Unfortunately, Mr P died. His family were less willing to support Mr B, and Mr B issued two Chancery actions against them claiming ownership and rights in Mr P's assets. There were issues in these claims that relied on facts that had already been pleaded in the Commercial Court and an order was made that these common issues be heard together, as preliminary issues in the Chancery actions and as part of the Commercial Court trial. Inevitably, the order contained the usual requirement that documents disclosed in one set of proceedings relevant to the common issues should be disclosed to the parties in the other. Herein lay the problem: Mr P's family contended that these common documents included the draft witness statements that were now in their possession; Mr B objected, believing that it would be highly prejudicial for these drafts to fall into the hands of Mr A.

With no evidence available of any express terms on which the sharing of privileged documents took place, the court was left to infer what, if any, limitations were placed on Mr P's use of the draft witness statements.

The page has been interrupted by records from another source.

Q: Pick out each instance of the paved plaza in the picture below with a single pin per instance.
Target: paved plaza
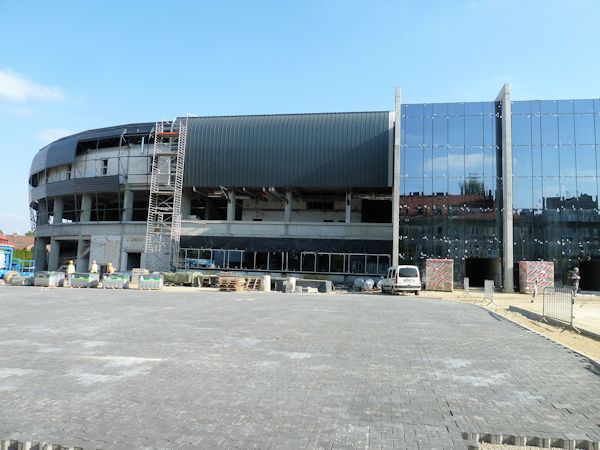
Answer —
(203, 369)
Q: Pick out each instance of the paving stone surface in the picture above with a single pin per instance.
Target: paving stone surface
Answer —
(197, 369)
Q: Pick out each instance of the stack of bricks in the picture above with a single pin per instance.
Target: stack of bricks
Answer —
(530, 271)
(439, 274)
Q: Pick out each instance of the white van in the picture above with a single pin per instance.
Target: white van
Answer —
(401, 278)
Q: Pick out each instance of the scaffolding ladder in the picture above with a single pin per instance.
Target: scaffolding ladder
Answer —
(163, 229)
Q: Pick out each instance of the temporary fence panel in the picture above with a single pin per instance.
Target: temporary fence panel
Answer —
(558, 304)
(532, 271)
(439, 274)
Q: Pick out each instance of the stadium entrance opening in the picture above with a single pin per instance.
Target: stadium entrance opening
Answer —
(477, 270)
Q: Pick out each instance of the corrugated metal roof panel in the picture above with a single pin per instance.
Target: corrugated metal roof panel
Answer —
(330, 150)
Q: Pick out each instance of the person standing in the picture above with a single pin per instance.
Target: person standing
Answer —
(70, 271)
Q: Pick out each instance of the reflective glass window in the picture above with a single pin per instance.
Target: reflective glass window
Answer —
(550, 160)
(565, 106)
(456, 162)
(520, 108)
(567, 160)
(536, 160)
(586, 160)
(521, 130)
(474, 130)
(583, 106)
(568, 187)
(584, 129)
(456, 131)
(522, 160)
(548, 107)
(522, 193)
(414, 130)
(474, 161)
(549, 130)
(413, 166)
(440, 131)
(566, 129)
(474, 109)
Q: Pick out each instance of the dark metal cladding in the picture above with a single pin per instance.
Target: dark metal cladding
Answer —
(329, 150)
(62, 151)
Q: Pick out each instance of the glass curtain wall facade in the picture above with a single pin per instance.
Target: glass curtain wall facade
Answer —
(449, 207)
(555, 182)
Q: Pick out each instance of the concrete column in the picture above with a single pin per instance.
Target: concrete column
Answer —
(186, 204)
(348, 207)
(507, 204)
(83, 256)
(86, 208)
(42, 216)
(289, 201)
(231, 207)
(396, 181)
(57, 211)
(39, 253)
(127, 206)
(54, 258)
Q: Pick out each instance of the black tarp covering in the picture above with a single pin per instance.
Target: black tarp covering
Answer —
(293, 245)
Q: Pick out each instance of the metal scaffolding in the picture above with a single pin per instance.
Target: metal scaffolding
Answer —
(163, 229)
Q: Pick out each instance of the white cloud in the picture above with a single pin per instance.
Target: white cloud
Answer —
(15, 86)
(52, 134)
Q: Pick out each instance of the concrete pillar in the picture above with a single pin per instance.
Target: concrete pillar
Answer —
(57, 212)
(39, 253)
(54, 258)
(83, 255)
(348, 207)
(86, 208)
(42, 216)
(127, 206)
(289, 201)
(507, 204)
(186, 204)
(231, 206)
(396, 181)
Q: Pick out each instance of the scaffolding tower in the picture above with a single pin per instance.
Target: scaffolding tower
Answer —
(163, 229)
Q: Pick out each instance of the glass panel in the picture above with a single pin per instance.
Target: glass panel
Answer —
(536, 161)
(440, 162)
(522, 161)
(566, 129)
(474, 161)
(456, 162)
(550, 160)
(565, 106)
(413, 166)
(522, 193)
(474, 109)
(568, 187)
(567, 160)
(583, 106)
(548, 107)
(440, 131)
(474, 130)
(549, 130)
(586, 160)
(456, 131)
(521, 130)
(414, 131)
(584, 129)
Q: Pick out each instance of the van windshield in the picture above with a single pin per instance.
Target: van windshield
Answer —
(408, 272)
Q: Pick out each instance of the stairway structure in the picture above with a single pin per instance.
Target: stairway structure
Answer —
(163, 229)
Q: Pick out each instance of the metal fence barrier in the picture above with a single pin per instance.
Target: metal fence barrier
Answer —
(558, 304)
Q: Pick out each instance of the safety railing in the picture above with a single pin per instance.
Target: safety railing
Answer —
(558, 304)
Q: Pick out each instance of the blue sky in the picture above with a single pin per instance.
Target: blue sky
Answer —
(69, 66)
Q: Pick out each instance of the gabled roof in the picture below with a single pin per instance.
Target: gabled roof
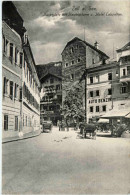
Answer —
(43, 69)
(50, 74)
(126, 47)
(86, 43)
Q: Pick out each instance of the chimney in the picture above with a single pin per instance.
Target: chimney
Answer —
(96, 45)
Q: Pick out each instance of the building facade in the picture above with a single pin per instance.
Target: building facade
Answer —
(31, 91)
(13, 61)
(76, 57)
(51, 98)
(122, 87)
(108, 86)
(100, 92)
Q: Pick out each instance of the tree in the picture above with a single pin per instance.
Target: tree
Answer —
(73, 104)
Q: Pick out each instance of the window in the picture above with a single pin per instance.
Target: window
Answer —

At first instance, the judge was prepared to allow the use of the statements in the trial of common issues. Although they were plainly privileged documents, and the waiver of privilege involved in sending the drafts to Mr P's lawyers was limited, the judge was not persuaded that the parties could have intended that Mr P would not be able to deploy the draft statements in any claims brought against him by Mr B.

The Master of the Rolls, giving the lead judgment of the Court of Appeal, disagreed, holding that the nature of the relationship between the two men meant that the possibility of Mr P deploying the draft statements against Mr B was not even in the parties' minds at the time, and it would have been very clear to Mr P and his lawyers that any use they could make of the statements would not include anything that risked Mr A being able to see them. The statements could not therefore be used by the family in the trial of the common issues.

The lesson from this case is clearly that when sharing privileged documents with another person, it pays to be very clear and open about the terms on which the limited waiver of privilege is taking place. There will always be wholly unpredictable developments but supportive witnesses changing their stance (or dying) and business partners falling out are not amongst the 'unknown unknowns' to litigation lawyers and should be provided for.

The content of this article is intended to provide a general guide to the subject matter. Specialist advice should be sought about your specific circumstances.